Je sais que mon post aura été long, et je m'en excuse, mais j’aimerais juste le terminer en citant une dernière fois Mr.Stephen King. Ce début de saison a déjà déclenché pas mal de réactions, certaines pour le moins exacerbées ; du genre
« la série de vient de plus en plus ridicule »,
« ça n’a ni queue ni tête », les acteurs sont également sujet aux railleries, tout comme certains personnages et des topics sont même créés rien que pour ça. Et évidemment, certain remettent en doute la genèse de la série en affirmant que les scénaristes inventent encore tout un tas de trucs dans cette dernière saison. Voici une citation de Stephen King qui traite justement de la perception qu’ont généralement les gens à l’égard de l’écriture d’un romancier à succès comme lui :
« Je vais vous épargner le récit de la genèse du Fléau - les enchaînements qui donnent naissance à un roman n'intéressent le plus souvent que les romanciers en herbes. Car ils pensent qu’il existe une « formule magique » pour écrire un roman qui connaîtra le succès commercial. Ce n’est pourtant pas le cas. Une idée vous vient ; plus tard, une autre frappe à la porte ; vous établissez un lien ou une série de liens entre ces deux idées ; quelques personnages (généralement à peine une esquisse au début) se présentent ; une conclusion possible surgit dans l’esprit de l’auteur (mais quand la vraie conclusion arrive, elle ressemble rarement à celle qu’il avait envisagée) ; et finalement, le romancier s’assied devant sa feuille de papier, sa machine à écrire ou son ordinateur. Quand on me demande comment j’écris, je réponds toujours : « un mot à la fois. » On croit y voir une pirouette. C’est pourtant la vérité. Trop simple pour être vraie, croit-on. Mais pensez un peu à la Grande Muraille de Chine, si vous le voulez bien : une pierre à la fois, n’est-ce pas ? Mais oui. Une pierre à la fois. Et pourtant, j’ai lu quelque part qu’on la voyait du haut des satellites, cette foutue muraille, et à l’œil nu par-dessus le marché. »

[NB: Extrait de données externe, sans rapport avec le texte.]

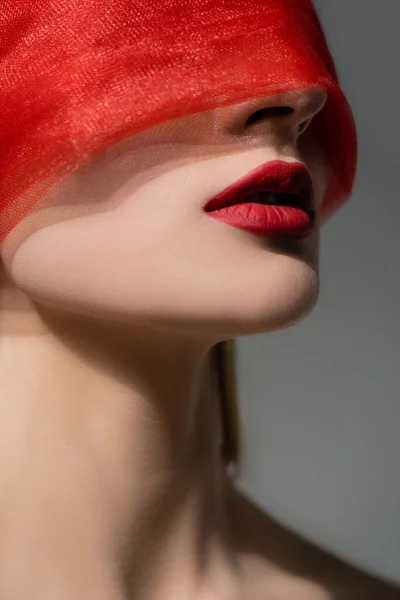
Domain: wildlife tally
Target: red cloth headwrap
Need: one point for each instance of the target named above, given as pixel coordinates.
(79, 75)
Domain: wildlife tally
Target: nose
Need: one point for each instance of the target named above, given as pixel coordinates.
(290, 112)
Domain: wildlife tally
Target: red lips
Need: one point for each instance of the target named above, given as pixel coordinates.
(249, 205)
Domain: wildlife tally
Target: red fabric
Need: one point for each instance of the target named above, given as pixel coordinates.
(79, 75)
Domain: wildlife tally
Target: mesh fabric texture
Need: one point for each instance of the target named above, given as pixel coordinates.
(77, 76)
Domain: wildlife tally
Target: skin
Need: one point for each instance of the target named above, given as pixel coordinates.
(112, 292)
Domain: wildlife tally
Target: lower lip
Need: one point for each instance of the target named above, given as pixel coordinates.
(266, 219)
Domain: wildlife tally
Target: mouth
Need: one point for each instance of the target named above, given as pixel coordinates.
(276, 198)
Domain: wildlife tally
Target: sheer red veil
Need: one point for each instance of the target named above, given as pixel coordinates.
(79, 75)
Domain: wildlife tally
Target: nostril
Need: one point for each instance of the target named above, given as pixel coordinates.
(268, 113)
(303, 126)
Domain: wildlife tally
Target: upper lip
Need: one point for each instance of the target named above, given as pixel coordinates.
(278, 177)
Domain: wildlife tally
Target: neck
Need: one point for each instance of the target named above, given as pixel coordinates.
(111, 477)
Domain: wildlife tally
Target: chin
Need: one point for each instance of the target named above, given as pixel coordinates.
(279, 303)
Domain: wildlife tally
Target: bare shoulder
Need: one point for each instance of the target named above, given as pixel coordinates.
(283, 565)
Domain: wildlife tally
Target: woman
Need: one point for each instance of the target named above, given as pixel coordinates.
(166, 168)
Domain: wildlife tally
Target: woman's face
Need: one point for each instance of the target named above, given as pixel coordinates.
(125, 238)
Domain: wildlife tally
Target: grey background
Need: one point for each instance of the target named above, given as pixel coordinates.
(321, 401)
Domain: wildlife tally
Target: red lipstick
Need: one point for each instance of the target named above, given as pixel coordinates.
(277, 198)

Vous aurez tous compris le parallèle avec Lost. Quand Lindelof a créé la série avec J.J.Abrams, ils avaient quelques idées, ils ont établis des liens entre ces idées, certaines resteront sans suites d’autres en revanche s’inscriront profondément dans le cœur du show et c'est ainsi que prend forme le premier squelette à la série : la saison 1 ; mais celui-ci est encore fragile et la prochaine mission des scénaristes sera de le renforcer. C’est ce qu’ils feront. Un an plus tard, à la fin de la saison 2, la bible de la série est établit. S’il y a donc bien une chose de sûre c’est que cette dernière saison constitue le cœur de la série et que plus jamais nous sommes dans le vrai. Et cette idée de bataille entre pions blancs et pions noirs sur l’île est présente dans le cœur de la série depuis le pilot, quel que soit la forme qu’elle avait à l’époque dans la tête de Lindelof. Voilà, c’est dit. A présent, j’y reviendrai plus dessus.